FIG. 3 and FIG. 4 respectively show a control circuit diagram according to a second embodiment of the present invention and a wave diagram of voltage, armature current and speed according to the second embodiment of the present invention. As shown in the diagrams, under larger load, transistors will have serious power loss problems. Parts of power will be transferred into heat and be depleted. Since the motor 4 is an inductance load, the current passing through the armature will not drop down to zero immediately when the control voltage V i of the transistor becomes zero, resulting from the physical characteristic in which current always changes continually. For example, it will reduce constantly along with a specific time constant. Similarly, when V i suddenly increases, I a will rise constantly along with a specific time constant, therefore, by inertia of the motor, the motor 4 will not promptly stop or transiently operate. As shown in FIG. 4 , the current of the motor 4 can be controlled by directly adjusting the pulse width of the input control voltage to further dominate operation of the motor 4 . In addition, the FIG. 4 also shows relation between the duty cycle and speed of the input control pulse. The longer the input voltage pulse is, the faster the operating speed of the motor 4 would be, and vice versa.
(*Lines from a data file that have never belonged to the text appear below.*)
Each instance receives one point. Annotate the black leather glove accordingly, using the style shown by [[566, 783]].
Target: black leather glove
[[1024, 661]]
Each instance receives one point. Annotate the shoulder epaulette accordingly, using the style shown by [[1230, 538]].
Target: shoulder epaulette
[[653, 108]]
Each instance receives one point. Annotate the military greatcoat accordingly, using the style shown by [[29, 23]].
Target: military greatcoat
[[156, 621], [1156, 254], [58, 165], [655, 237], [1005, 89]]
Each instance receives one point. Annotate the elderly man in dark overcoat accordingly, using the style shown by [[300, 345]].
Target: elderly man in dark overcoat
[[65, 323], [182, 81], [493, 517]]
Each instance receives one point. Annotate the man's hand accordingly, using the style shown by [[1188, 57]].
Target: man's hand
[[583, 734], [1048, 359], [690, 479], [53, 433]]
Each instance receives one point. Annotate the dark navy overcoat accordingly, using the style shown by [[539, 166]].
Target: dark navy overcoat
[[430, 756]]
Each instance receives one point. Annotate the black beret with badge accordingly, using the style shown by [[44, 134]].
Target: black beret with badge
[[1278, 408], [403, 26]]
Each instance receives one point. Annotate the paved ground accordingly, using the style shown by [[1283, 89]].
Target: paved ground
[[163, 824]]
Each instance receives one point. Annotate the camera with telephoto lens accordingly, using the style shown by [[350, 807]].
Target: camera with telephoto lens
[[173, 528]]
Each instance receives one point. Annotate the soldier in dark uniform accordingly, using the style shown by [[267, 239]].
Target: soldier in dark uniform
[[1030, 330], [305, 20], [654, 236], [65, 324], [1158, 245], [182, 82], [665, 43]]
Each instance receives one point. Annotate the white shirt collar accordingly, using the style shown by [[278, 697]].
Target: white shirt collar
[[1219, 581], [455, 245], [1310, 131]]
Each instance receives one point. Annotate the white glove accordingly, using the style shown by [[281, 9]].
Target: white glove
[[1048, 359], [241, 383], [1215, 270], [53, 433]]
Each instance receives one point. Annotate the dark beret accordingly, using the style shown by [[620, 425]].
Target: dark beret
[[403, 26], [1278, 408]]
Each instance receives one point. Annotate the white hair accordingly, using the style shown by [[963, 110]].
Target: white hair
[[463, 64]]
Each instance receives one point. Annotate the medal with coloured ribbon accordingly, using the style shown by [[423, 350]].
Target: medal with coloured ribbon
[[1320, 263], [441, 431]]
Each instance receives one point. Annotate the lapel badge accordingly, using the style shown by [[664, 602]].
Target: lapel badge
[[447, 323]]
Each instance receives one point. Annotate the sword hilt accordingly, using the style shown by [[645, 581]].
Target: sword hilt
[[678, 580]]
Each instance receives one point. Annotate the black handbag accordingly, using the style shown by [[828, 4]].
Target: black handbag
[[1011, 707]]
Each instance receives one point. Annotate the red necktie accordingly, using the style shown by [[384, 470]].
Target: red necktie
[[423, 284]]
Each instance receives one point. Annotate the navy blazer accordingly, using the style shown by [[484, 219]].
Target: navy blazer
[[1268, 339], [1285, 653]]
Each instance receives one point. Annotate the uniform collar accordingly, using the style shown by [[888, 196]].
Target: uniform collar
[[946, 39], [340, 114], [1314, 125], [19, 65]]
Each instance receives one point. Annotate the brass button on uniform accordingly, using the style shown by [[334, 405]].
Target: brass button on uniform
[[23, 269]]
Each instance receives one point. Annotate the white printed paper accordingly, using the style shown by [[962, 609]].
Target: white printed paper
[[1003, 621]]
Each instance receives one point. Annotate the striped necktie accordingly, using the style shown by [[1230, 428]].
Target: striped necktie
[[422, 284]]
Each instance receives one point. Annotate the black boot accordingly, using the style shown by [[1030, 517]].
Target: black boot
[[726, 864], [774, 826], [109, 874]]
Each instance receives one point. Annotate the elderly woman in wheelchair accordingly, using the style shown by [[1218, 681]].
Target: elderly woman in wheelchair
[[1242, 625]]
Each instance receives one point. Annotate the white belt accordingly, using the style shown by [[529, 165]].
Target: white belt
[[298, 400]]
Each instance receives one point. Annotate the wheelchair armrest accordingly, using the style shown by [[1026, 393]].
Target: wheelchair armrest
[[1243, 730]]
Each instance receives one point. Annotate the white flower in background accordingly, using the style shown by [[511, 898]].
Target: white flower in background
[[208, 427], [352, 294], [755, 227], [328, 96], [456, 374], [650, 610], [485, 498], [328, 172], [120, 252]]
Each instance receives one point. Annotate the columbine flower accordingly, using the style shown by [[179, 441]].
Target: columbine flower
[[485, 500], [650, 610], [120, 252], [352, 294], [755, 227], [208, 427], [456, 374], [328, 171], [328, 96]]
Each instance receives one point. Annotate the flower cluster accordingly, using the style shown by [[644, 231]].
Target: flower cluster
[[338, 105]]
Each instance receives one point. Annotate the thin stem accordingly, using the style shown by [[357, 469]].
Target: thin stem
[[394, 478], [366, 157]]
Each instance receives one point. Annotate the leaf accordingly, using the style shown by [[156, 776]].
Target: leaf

FIG. 5 and FIG. 6 respectively show a control circuit diagram according to a third embodiment of the present invention and a diagram of basic DC converter and corresponding DC motor terminal voltage of the present invention. As shown in the diagrams, to solve the shortcomings of using a relay to control trend, in the third embodiment of the present invention, the basic logic structure is: gathering S 1 with S 3 into a group, S 2 with S 4 into another group when switching. The two groups will operate together and become mutual exclusive for preventing occurrence of short circuits. Two rules are described as follows.

(1) The terminal voltage V m of the motor 5 is equal to +V bb when S 1 , S 3 are ON and S 2 , S 4 are OFF. Meanwhile, the motor 5 operates clock-wise.

(2) The terminal voltage V m of the motor 5 is equal to −V bb when S 1 , S 3 are OFF and S 2 , S 4 are ON. Meanwhile, the motor 5 operates underclock-wise.

The above control rules cooperating with the fan driving circuit using a PWM signal of the present invention can efficiently control the motor.

In summation of the foregoing section, the invention herein fully complies will all new patent application requirement and is hereby submitted to the patent bureau for review and the granting of the commensurate patent rights. The present invention may be embodied in other specific forms without departing from the spirit of the attributes thereof; therefore, the illustrated embodiment should be considered in all aspects as illustrative and not restrictive, reference being made to the appended claims rather than to the foregoing description to indicate the scope of the invention.

Claims

1. A fan driving circuit using a PWM input signal for a signal generator electronically connecting to a fan motor and providing power for said fan motor, said signal generator generating a control signal for controlling ON/OFF of said power; which is characterized in that:said signal generator being a PWM circuit, generating a control signal at a buffer period when said fan motor changing phase for controlling phase change; wherein said buffer period has a ratio wave-width within a range from 5% to 30%.